Buy another flash drive. Create a TrueCrypt volume on it. If you need to save something personal, mount the volume, do whatever you need to, and then dismount it. Non-confidential stuff goes directly on the flash drive. Then have a script that backs up your flash drive to your hard drive. Either run it manually periodically, or schedule a script (nightly or some such) to check to see if the drive is present, and if it is, copy it all to the hard drive, compress the contents into a single file, and then rename the compressed file with the timestamp of the backup for future reference.

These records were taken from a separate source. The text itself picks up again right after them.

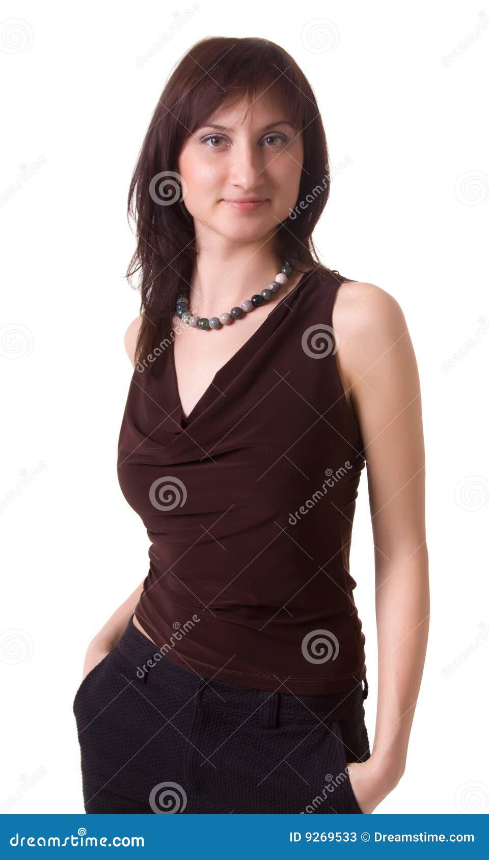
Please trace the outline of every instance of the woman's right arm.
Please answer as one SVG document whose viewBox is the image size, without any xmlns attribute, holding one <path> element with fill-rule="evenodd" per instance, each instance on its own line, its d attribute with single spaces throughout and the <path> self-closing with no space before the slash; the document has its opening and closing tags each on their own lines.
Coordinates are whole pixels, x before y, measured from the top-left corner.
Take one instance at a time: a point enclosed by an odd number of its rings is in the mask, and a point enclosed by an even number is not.
<svg viewBox="0 0 489 860">
<path fill-rule="evenodd" d="M 133 366 L 134 366 L 136 341 L 141 322 L 142 316 L 137 316 L 136 319 L 133 320 L 124 335 L 124 346 Z M 85 655 L 84 678 L 117 645 L 139 603 L 144 581 L 143 580 L 125 603 L 115 610 L 114 615 L 110 616 L 107 624 L 92 639 Z"/>
<path fill-rule="evenodd" d="M 143 580 L 139 582 L 138 587 L 124 603 L 121 604 L 102 630 L 93 637 L 85 655 L 84 678 L 117 645 L 139 601 L 144 581 Z"/>
</svg>

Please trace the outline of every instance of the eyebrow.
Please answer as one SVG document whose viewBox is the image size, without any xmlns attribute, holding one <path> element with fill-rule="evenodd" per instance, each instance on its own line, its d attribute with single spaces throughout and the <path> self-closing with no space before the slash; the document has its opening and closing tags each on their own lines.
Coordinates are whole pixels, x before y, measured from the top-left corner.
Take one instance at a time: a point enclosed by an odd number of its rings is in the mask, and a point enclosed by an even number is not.
<svg viewBox="0 0 489 860">
<path fill-rule="evenodd" d="M 271 128 L 272 126 L 288 126 L 289 128 L 294 129 L 288 120 L 272 120 L 271 122 L 267 123 L 266 126 L 261 129 L 261 132 L 266 132 L 267 128 Z M 217 128 L 220 132 L 232 132 L 234 129 L 232 126 L 216 126 L 213 122 L 202 123 L 200 128 Z"/>
</svg>

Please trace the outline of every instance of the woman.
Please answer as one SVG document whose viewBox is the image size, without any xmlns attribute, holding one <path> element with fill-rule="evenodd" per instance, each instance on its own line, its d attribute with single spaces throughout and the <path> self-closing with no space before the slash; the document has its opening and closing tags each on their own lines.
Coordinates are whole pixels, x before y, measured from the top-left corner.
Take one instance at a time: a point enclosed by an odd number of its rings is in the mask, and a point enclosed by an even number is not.
<svg viewBox="0 0 489 860">
<path fill-rule="evenodd" d="M 418 377 L 397 302 L 318 259 L 328 194 L 294 59 L 197 43 L 129 193 L 142 313 L 117 468 L 152 544 L 74 701 L 89 813 L 371 813 L 404 771 L 429 617 Z M 365 464 L 372 751 L 349 568 Z"/>
</svg>

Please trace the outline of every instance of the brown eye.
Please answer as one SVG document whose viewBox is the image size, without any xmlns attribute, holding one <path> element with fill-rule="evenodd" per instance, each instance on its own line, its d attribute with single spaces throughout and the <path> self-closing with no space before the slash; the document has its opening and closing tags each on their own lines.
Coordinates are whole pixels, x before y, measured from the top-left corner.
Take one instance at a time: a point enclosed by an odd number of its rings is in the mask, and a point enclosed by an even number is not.
<svg viewBox="0 0 489 860">
<path fill-rule="evenodd" d="M 208 134 L 207 138 L 202 138 L 201 143 L 207 144 L 207 141 L 210 143 L 211 140 L 222 140 L 222 139 L 223 139 L 222 134 Z M 210 148 L 213 150 L 219 149 L 218 146 L 214 146 L 214 144 L 211 144 Z"/>
<path fill-rule="evenodd" d="M 264 140 L 278 140 L 279 144 L 281 144 L 281 143 L 285 143 L 285 141 L 287 140 L 287 138 L 284 138 L 283 134 L 267 134 L 266 138 L 264 138 L 263 139 Z M 272 144 L 272 145 L 274 145 L 274 144 Z M 276 145 L 276 144 L 275 145 Z M 267 147 L 267 149 L 269 149 L 269 147 Z"/>
</svg>

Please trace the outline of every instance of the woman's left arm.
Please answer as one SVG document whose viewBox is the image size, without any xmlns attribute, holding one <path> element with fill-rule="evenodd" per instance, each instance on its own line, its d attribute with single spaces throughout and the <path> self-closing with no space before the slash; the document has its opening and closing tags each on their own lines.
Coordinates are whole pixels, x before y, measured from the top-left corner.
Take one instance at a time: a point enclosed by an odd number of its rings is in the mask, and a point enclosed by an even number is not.
<svg viewBox="0 0 489 860">
<path fill-rule="evenodd" d="M 419 378 L 404 314 L 373 284 L 338 289 L 337 360 L 365 446 L 374 545 L 378 698 L 370 759 L 352 788 L 372 812 L 400 779 L 428 641 L 424 445 Z"/>
</svg>

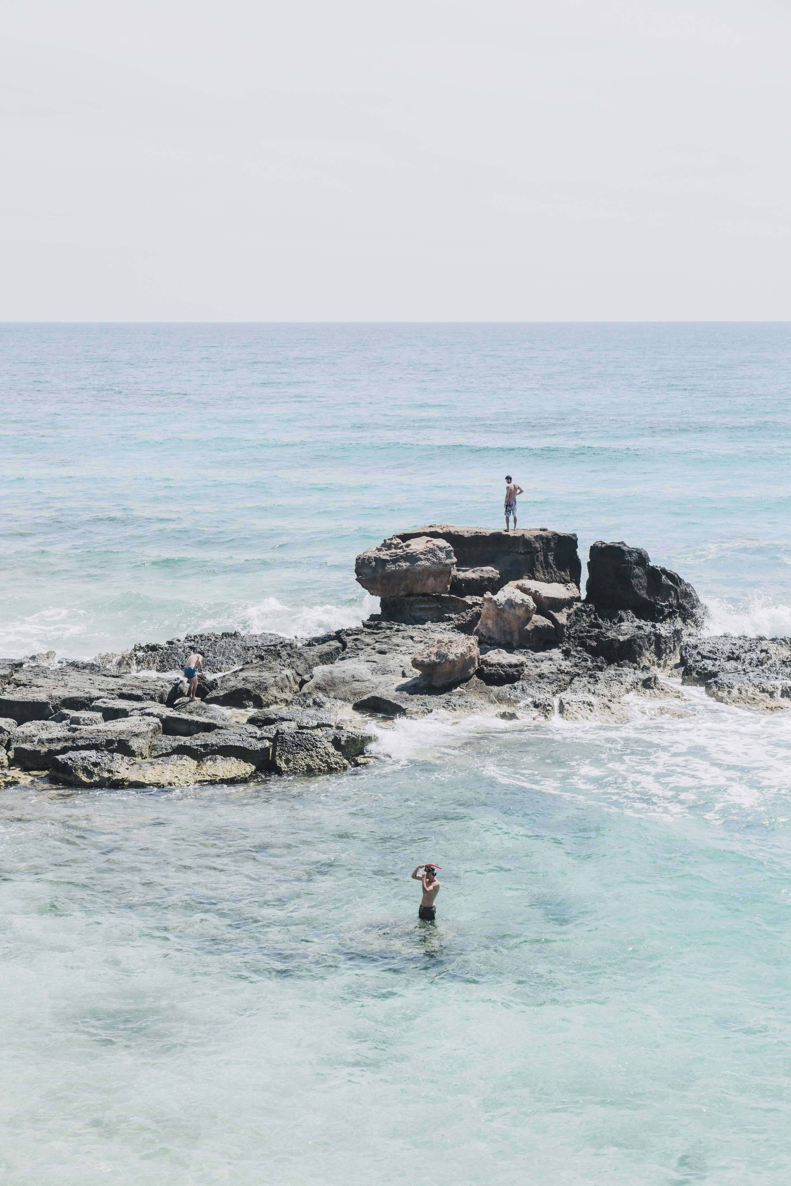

It's not that hard, folks.
Which is great, unless you lack administrative access at your campus or workplace.
No admin access = no Truecrypt install.



 
Just make yourself a VPN drive that has all the stuff you need to VPN into your home network, (exept for the password). Plug it in, install vpn client, establish vpn session, and you have full access to your home network. Only issue is you might need admin rights to do that, but you can always use a linux live CD.
 
Originally posted by: Jeff7
Originally posted by: GeekDrew
So much whining in this thread.

Buy another flash drive. Create a TrueCrypt volume on it. If you need to save something personal, mount the volume, do whatever you need to, and then dismount it. Non-confidential stuff goes directly on the flash drive. Then have a script that backs up your flash drive to your hard drive. Either run it manually periodically, or schedule a script (nightly or some such) to check to see if the drive is present, and if it is, copy it all to the hard drive, compress the contents into a single file, and then rename the compressed file with the timestamp of the backup for future reference.

It's not that hard, folks.
Which is great, unless you lack administrative access at your campus or workplace.
No admin access = no Truecrypt install.

Correct... but if you just put your personal confidential information in the TrueCrypt volume, chances are lesser that you would need to access it on a computer where you don't have admin access (or that doesn't already have TrueCrypt installed on it).